Substrate Tendermint

Welcome to the code library for the Substrate-based Tendermint Consensus!

Introduction

This repository implements the Tendermint Consensus algorithm for the substrate blockchain framework.

This repository includes:

  • The main implementation of Tendermint Consensus in tendermint/consensus and tendermint/finality-tendermint/.
  • And an Intergration example of node with Tendermint Consensus.

You can find more detailed descriptions in their individual READMEs.

Build

Setting Up the Stable Toolchain

rustup default stable
rustup update

Adding the Nightly Toolchain and wasm Target

rustup update nightly
rustup target add wasm32-unknown-unknown --toolchain nightly

Compile the node template

cargo build --release

Single-Node Development Chain

./target/release/node-template --dev

Project Structure

This project is divided into two parts first is node and other is tendermint. Node includes runtime and node in it and Tendermint include consensus specific logic.

Node

A blockchain node is an application that allows users to participate in a blockchain network. Substrate-based blockchain nodes expose a number of capabilities:

  • Networking: Substrate nodes use the libp2p networking stack to allow the nodes in the network to communicate with one another.
  • Consensus: Blockchains must have a way to come to consensus on the state of the network. Substrate makes it possible to supply custom consensus engines and also ships with several consensus mechanisms that have been built on top of Web3 Foundation research.
  • RPC Server: A remote procedure call (RPC) server is used to interact with Substrate nodes.

There are several files in the node directory. Take special note of the following:

  • chain_spec.rs: A chain specification is a source code file that defines a Substrate chain's initial (genesis) state. Chain specifications are useful for development and testing, and critical when architecting the launch of a production chain. Take note of the development_config and testnet_genesis functions,. These functions are used to define the genesis state for the local development chain configuration. These functions identify some well-known accounts and use them to configure the blockchain's initial state.
  • service.rs: This file defines the node implementation. Take note of the libraries that this file imports and the names of the functions it invokes. In particular, there are references to consensus-related topics, such as the block finalization and forks and other consensus mechanisms such as Aura for block authoring and Tendermint for finality.

Runtime

In Substrate, the concepts of "runtime" and "state transition function" are used interchangeably. These terms describe the fundamental mechanism of the blockchain that validates blocks and implements the state modifications they prescribe.

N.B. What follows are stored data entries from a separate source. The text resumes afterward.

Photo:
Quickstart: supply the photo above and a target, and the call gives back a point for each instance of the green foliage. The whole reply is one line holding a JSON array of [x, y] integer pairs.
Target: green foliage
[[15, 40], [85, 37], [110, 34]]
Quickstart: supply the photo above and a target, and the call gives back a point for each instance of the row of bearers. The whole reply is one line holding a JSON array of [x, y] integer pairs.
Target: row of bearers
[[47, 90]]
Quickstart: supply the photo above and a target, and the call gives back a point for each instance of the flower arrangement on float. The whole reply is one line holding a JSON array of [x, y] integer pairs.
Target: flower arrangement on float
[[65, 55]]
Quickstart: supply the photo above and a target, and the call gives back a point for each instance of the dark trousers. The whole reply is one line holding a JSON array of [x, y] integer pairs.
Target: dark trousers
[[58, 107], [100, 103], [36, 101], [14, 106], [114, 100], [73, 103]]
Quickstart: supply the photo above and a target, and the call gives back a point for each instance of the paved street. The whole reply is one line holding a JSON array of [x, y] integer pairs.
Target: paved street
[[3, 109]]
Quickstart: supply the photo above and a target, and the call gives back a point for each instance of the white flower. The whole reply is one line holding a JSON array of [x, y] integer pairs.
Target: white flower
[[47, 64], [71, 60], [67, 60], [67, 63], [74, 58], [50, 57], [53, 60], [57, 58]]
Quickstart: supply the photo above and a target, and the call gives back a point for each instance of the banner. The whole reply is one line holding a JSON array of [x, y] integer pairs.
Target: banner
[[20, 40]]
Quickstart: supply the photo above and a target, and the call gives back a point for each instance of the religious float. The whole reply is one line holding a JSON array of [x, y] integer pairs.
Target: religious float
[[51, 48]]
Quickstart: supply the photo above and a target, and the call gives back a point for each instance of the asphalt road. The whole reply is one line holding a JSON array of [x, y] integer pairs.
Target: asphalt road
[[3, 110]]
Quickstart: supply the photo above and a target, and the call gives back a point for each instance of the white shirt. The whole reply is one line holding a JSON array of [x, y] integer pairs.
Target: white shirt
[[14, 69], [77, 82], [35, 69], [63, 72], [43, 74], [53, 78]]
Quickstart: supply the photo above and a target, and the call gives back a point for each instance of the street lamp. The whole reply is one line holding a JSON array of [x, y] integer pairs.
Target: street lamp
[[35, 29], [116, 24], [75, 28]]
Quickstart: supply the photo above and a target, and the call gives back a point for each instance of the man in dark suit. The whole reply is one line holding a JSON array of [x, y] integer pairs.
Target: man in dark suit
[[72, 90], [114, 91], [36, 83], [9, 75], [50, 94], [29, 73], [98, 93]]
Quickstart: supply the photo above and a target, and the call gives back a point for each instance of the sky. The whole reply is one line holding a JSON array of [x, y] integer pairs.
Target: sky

This project uses FRAME to construct a blockchain runtime. Also tendermint pallet is added into the runtime.

Review the FRAME runtime implementation included in this node and note the following:

  • This file configures several pallets to include in the runtime. Each pallet configuration is defined by a code block that begins with impl $PALLET_NAME::Config for Runtime.
  • The pallets are composed into a single runtime by way of the construct_runtime! macro, which is part of the core FRAME pallet library.

Pallets

The runtime in this project is constructed using many FRAME pallets that ship with the Substrate repository and a tendermint pallet that is defined in the pallets directory.

A FRAME pallet is comprised of a number of blockchain primitives, including:

  • Storage: FRAME defines a rich set of powerful storage abstractions that makes it easy to use Substrate's efficient key-value database to manage the evolving state of a blockchain.
  • Dispatchables: FRAME pallets define special types of functions that can be invoked (dispatched) from outside of the runtime in order to update its state.
  • Events: Substrate uses events to notify users of significant state changes.
  • Errors: When a dispatchable fails, it returns an error.

Each pallet has its own Config trait which serves as a configuration interface to generically define the types and parameters it depends on.